After more than half a century of delighting millions of visitors touring George Washington’s mansion, two of the first president’s landscape paintings by British artist William Winstanley, are on view at the National Gallery of Art in Washington, D.C. Washington’s two landscapes are on view through January 2, 2014, in the West Building of the National Gallery of Art adjacent to the Kaufman Collection. Purchased by Washington in 1793, these images of the Hudson River were first displayed inside the president’s house in Philadelphia and then brought to Mount Vernon upon Washington’s retirement from the presidency.
With their tranquil beauty and picturesque composition, Morning and Evening were fitting images for a room in which the Washingtons received official visitors. Identified as views along the Hudson River, the luminous canvases proudly proclaimed the president’s passionate love of landscapes—both natural and cultivated—and his fervent belief that nation’s natural resources represented the key to its future greatness.
At the time when the fine arts in America were still in their infancy, Washington established a distinctive collection. During his term as president, he deliberately sought out landscape compositions, a marked departure from prevailing preferences for portraiture and history paintings (which were considered the most elevated genre). In addition to Winstanley’s Morning and Evening, he acquired a total of five other landscapes: two other river scenes by Winstanley; Moonlight, a romantic nocturnal scene by an unknown artist; and two views of the Potomac River, by another immigrant English artist, George Beck.
After Washington’s retirement from the Presidency, all seven of these paintings hung in his impressive “new room,” at Mount Vernon, making this space effectively the earliest gallery of landscape paintings in America. Not until nearly a generation later—with the art of Thomas Cole and the Hudson River School—would landscape art emerge as a popular genre in America.

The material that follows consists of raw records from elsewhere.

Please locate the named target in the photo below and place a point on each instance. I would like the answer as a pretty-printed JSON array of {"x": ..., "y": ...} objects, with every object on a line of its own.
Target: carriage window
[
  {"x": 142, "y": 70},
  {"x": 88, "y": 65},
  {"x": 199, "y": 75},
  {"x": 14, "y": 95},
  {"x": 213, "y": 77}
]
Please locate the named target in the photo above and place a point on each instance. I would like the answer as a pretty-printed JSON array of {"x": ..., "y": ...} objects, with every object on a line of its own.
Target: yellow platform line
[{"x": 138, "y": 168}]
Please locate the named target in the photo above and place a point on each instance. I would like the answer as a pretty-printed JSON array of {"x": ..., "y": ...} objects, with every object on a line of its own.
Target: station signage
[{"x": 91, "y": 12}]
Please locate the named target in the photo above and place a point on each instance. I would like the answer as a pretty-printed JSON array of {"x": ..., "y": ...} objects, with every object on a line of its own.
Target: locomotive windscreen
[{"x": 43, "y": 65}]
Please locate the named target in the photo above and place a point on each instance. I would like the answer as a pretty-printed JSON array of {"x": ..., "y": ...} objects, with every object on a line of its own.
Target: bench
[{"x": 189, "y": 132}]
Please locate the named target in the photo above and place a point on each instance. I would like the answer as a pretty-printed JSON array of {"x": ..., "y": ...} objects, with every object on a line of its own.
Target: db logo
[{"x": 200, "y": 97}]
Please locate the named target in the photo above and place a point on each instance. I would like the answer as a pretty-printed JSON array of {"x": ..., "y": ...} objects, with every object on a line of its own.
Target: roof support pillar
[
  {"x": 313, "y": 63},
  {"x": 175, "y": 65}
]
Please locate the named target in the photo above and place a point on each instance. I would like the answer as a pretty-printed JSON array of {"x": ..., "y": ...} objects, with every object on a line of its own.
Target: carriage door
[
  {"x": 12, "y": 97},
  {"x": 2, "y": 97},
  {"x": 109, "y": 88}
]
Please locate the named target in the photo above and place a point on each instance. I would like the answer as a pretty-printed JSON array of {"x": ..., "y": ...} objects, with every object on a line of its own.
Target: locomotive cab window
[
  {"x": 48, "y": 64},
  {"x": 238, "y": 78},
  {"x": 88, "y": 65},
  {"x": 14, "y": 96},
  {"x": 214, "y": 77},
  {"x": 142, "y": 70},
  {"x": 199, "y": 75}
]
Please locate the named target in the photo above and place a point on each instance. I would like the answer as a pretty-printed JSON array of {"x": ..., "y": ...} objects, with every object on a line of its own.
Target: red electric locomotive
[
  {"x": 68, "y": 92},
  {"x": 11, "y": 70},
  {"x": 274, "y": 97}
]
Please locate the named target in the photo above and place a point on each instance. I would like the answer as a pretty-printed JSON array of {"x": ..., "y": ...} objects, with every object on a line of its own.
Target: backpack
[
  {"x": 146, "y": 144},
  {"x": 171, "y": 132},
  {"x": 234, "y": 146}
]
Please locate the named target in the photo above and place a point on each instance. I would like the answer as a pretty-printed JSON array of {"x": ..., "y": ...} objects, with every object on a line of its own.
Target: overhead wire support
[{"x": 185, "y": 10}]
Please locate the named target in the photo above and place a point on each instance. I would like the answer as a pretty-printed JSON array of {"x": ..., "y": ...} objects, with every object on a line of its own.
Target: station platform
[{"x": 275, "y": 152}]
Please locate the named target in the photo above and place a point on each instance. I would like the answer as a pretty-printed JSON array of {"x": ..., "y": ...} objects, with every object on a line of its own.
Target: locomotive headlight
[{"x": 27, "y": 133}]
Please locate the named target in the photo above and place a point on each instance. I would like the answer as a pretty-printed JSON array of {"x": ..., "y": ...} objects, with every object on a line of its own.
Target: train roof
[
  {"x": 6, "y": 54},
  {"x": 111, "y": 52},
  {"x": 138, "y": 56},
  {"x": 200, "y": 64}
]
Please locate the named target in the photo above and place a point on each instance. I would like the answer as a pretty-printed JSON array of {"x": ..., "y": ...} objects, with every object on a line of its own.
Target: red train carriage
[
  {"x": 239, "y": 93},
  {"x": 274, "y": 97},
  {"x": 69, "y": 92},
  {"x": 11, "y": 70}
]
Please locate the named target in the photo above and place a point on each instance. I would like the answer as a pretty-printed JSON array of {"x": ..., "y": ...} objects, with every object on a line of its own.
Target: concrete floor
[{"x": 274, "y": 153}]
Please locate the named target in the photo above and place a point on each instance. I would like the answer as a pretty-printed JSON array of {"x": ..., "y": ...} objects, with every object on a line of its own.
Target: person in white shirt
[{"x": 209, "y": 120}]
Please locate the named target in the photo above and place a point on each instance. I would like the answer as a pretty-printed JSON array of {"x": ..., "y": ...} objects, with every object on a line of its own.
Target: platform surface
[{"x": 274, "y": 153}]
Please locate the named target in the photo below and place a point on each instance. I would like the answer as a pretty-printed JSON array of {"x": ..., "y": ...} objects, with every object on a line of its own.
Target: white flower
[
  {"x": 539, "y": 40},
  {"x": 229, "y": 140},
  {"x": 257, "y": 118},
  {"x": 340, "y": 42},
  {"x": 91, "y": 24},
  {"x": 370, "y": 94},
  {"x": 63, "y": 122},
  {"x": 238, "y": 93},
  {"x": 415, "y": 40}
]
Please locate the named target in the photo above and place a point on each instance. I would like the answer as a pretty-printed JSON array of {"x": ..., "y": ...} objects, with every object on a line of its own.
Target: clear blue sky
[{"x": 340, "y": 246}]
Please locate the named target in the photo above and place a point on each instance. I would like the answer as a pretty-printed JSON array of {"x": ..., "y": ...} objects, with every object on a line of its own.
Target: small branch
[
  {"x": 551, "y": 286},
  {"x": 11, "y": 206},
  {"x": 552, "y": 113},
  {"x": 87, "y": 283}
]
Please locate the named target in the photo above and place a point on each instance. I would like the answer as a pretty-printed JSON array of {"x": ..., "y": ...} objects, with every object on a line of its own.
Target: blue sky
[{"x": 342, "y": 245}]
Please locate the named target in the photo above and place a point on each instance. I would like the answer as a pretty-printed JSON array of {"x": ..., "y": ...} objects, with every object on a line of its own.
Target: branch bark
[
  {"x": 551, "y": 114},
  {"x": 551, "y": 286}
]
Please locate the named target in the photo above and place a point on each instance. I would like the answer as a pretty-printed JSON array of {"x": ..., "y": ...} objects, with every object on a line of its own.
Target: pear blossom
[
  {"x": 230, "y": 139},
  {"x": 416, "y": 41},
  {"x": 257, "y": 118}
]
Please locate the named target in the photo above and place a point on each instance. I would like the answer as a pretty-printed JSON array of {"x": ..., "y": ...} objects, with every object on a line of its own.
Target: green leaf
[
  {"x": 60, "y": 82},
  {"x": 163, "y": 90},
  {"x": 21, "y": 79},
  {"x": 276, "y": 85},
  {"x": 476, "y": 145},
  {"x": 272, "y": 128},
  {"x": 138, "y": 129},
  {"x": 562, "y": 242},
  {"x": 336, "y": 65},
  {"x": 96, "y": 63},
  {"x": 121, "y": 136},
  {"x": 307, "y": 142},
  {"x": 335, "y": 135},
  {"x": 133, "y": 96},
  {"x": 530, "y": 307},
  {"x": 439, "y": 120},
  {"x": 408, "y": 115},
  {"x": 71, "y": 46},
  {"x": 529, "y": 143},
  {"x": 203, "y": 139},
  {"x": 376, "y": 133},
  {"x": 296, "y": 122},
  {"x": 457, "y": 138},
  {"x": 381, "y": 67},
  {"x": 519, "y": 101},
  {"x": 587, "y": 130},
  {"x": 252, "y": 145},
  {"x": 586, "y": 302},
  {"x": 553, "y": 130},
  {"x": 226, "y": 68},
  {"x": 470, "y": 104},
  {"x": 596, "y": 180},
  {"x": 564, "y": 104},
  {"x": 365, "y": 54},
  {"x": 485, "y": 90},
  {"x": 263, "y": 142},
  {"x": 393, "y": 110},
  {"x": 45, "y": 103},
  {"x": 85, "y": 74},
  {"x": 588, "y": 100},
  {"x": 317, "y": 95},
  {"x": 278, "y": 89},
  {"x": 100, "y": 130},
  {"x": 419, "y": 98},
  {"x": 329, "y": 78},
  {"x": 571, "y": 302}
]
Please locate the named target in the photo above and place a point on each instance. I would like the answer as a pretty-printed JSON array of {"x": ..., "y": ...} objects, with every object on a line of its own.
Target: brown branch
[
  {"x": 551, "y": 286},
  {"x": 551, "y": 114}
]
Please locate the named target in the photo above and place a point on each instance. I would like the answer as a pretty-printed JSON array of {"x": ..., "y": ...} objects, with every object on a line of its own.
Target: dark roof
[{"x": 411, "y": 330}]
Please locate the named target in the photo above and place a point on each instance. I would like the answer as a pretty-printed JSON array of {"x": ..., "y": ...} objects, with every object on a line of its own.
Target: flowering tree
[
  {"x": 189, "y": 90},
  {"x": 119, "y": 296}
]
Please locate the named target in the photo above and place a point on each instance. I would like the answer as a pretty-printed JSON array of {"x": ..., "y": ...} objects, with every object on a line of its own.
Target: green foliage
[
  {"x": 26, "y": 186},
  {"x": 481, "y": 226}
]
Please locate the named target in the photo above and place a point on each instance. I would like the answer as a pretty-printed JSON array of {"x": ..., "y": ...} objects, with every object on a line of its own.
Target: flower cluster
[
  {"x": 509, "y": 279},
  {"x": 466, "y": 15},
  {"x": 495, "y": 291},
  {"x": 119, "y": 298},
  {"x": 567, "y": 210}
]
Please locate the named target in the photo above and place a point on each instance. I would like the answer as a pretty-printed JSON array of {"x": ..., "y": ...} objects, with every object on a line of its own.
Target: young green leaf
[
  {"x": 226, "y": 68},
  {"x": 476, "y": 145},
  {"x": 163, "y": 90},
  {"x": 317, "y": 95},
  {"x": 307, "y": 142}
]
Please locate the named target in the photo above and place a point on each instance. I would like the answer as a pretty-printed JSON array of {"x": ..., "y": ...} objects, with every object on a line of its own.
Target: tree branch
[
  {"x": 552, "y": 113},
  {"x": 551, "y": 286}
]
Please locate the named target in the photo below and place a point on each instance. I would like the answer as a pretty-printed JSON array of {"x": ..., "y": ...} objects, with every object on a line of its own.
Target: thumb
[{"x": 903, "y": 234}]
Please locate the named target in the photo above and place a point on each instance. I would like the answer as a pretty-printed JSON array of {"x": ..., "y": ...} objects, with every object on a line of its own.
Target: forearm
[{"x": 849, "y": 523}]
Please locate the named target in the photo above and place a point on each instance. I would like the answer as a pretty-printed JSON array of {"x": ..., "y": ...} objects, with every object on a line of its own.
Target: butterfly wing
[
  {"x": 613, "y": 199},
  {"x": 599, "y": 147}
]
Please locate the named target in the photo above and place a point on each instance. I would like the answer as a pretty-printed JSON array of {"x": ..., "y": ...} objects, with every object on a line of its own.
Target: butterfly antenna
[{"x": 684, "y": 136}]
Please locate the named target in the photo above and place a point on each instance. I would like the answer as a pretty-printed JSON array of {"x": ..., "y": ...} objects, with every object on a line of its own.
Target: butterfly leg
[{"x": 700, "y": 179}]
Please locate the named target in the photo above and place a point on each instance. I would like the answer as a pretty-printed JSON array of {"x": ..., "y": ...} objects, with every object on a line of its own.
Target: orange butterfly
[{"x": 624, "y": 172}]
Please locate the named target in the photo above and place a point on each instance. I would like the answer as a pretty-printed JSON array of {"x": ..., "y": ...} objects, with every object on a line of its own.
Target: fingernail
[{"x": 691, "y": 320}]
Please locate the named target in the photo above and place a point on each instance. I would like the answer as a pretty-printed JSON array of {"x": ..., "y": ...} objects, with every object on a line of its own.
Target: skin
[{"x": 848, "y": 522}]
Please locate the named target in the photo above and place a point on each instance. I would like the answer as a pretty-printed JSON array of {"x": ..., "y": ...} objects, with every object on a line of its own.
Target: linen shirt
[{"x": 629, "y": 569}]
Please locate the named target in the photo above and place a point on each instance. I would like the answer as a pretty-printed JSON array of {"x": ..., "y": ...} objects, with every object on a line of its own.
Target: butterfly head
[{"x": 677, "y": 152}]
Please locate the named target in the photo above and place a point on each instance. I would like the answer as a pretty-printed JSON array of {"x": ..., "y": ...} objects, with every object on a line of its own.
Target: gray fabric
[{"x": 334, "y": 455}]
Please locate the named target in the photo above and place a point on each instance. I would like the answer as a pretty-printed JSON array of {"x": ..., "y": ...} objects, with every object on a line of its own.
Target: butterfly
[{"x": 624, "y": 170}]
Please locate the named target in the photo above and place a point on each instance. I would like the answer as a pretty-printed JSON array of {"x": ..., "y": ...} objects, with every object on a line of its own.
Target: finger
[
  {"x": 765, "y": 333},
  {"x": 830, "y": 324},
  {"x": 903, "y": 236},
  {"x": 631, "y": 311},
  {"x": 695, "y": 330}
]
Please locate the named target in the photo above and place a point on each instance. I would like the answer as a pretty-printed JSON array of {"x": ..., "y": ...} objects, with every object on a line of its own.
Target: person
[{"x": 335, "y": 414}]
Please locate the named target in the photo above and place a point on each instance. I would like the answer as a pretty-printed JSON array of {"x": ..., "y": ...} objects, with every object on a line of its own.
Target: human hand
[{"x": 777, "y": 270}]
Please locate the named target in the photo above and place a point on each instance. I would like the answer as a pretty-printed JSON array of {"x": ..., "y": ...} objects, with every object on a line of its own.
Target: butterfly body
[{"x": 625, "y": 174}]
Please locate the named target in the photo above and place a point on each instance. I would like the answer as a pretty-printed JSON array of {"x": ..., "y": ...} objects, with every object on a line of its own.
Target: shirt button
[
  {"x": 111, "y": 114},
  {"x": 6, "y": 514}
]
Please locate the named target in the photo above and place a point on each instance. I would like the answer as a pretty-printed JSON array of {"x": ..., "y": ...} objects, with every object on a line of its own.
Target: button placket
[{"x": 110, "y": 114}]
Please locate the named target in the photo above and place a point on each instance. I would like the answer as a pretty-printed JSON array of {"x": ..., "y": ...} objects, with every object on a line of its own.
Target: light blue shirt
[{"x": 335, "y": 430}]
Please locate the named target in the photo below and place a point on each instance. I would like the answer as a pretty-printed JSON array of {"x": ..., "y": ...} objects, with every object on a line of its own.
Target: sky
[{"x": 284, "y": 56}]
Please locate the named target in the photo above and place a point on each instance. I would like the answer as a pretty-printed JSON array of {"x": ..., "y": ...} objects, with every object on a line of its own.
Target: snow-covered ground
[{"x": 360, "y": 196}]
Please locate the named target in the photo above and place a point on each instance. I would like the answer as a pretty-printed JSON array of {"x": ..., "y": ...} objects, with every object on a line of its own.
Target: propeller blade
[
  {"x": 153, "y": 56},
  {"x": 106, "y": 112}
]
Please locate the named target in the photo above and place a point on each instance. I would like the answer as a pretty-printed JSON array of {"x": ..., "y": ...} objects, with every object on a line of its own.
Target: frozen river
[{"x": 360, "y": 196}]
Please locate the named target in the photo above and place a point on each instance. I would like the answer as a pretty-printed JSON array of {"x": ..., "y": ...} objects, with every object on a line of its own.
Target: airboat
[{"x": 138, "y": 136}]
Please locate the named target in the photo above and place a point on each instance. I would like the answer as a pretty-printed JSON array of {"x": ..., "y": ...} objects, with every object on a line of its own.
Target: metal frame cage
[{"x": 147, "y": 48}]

The paintings’ display in the West Building of the National Gallery of Art places them adjacent to the Kaufman Collection, which comprises one of the largest and most refined collections of early American furniture and decorative arts. The two landscapes Morning and Evening predate by decades the earliest American landscapes in the Gallery’s collection. Both paintings will return to Mount Vernon following the expiration of the temporary loan, where they will be reinstalled and on view for the unveiling of the restored large dining room, or what Washington referred to as his “new room,” in early 2014.